Safety and efficacy have not been established.

Safety and efficacy have not been established.

Deferiprone is an orally active chelating agent with an affinity for Fe3+. It binds with ferric ions to form neutral complexes (3:1 deferiprone to iron) that are stable in a wide range of pH values. Deferiprone has a high affinity for iron with a lower affinity for other trivalent metals such as copper, aluminum, and zinc.

Deferiprone is administered orally. Once in the systemic circulation, the apparent mean volume of distribution is 97 +/- 28 L. Deferiprone is primarily metabolized by UGT1A6. The major metabolite is 3-O-glucuronide, which lacks iron-binding capacity. The half-life of deferiprone is approximately 2 hours.
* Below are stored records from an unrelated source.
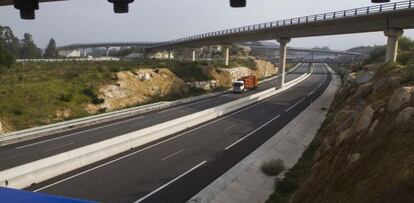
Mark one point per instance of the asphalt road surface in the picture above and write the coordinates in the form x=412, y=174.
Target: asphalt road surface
x=176, y=168
x=25, y=152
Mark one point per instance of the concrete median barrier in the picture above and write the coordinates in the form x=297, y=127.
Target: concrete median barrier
x=25, y=175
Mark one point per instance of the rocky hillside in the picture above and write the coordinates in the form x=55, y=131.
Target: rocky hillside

The majority (more than 90%) of deferiprone is eliminated from the plasma within 5 to 6 hours, and 75% to 90% is recovered in the urine in the first 24 hours (primarily as the metabolite).[46163]
 
Affected cytochrome P450 isoenzymes and drug transporters: UDP-Glucuronosyltransferase (UGT1A6)
Deferiprone is primarily metabolized by UGT1A6. Inhibitors of UGT1A6 can reduce the metabolism of deferiprone by up to 78%.[46163]
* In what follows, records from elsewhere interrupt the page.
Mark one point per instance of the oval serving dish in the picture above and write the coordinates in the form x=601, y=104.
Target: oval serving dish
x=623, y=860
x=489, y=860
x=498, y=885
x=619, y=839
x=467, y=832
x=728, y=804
Three times a day formulations: Deferiprone is rapidly absorbed from the upper gastrointestinal tract, with drug concentrations appearing in the blood within 5 to 10 minutes post-dose. Following a single oral dose, peak serum concentrations (Cmax) are achieved in approximately 1 to 2 hours. In healthy subjects, the mean Cmax and AUC of deferiprone were 20 mcg/mL and 50 mcg x hour/mL, respectively. Administration with food produces no clinically significant differences in the pharmacokinetics of deferiprone.[46163] [60360]
Twice a day formulation: In fasted subjects, peak serum concentrations (Cmax) are achieved approximately 2 hours after a single dose. Compared with fasted conditions, administration with a high-fat meal does not alter the Cmax and AUC of deferiprone. In healthy subjects receiving a 1,000 mg (twice a day) tablet dose with food, the mean Cmax and AUC of deferiprone were 6 +/- 2 mcg/mL and 28 +/- 7 mcg x hour/mL, respectively. In vitro dissolution studies found that alcohol at concentrations of 40% (V/V) caused an 88% release of deferiprone from the twice a day tablet formulation within 2 hours; there was only a 4% release in the absence of alcohol.[46163]
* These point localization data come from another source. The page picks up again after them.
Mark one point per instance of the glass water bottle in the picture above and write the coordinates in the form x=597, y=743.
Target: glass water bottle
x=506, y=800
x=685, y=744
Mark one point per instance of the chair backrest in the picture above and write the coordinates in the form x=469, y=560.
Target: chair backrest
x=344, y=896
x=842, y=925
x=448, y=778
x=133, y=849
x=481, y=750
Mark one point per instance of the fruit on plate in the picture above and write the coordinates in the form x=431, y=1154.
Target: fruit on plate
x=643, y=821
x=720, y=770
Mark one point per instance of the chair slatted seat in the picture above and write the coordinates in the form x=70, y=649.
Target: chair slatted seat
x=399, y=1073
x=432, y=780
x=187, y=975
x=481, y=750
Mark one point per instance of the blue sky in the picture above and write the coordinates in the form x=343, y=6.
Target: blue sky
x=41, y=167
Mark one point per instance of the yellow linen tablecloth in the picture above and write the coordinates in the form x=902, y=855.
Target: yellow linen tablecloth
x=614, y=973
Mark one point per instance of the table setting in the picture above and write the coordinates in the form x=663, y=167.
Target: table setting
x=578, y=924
Data are limited regarding use of deferiprone during pregnancy; however, based on animal studies deferiprone may cause fetal harm when administered to a pregnant woman. In studies involving rats and rabbits, administration of deferiprone during organogenesis at doses 33% and 49%, respectively, of the maximum recommended human dose (MRHD) resulted in embryo-fetal death, skeletal and soft tissue malformations, and alterations to growth. Available human data include postmarketing reports from 39 pregnancies of deferiprone-treated females and 10 pregnancies of partners of deferiprone-treated males. Of the 39 pregnancies in drug-exposed females, 23 resulted in healthy newborns, 6 ended in spontaneous abortions, 9 had unknown outcomes, and 1 infant was born with anal atresia, nephroptosis, ventricular septal defect, hemivertebral, and urethral fistula. Of the 10 pregnancies of partners of drug-exposed males, 5 resulted in healthy newborns, 1 resulted in a healthy newborn with slight hypospadias, 1 was electively terminated, 1 resulted in intrauterine death of twins, and 2 had unknown outcomes. Advise pregnant women and females of reproductive potential of the potential risk to a fetus. Instruct drug recipients to immediately report a known or suspected pregnancy to their health care provider.

Advise patients that breast-feeding is not recommended during treatment with deferiprone, and for at least 2 weeks after the last dose, due to the potential for serious adverse reactions in the breastfed child, including the potential for tumorigenicity shown for deferiprone in animal studies. There is no information regarding the presence of deferiprone in human milk, the effects on the breastfed child, or the effects on milk production. Consider the benefits of breast-feeding, the risk of potential infant drug exposure, and the risk of an untreated or inadequately treated condition. If a breast-feeding infant experiences an adverse effect related to a maternally ingested drug, healthcare providers are encouraged to report the adverse effect to the FDA.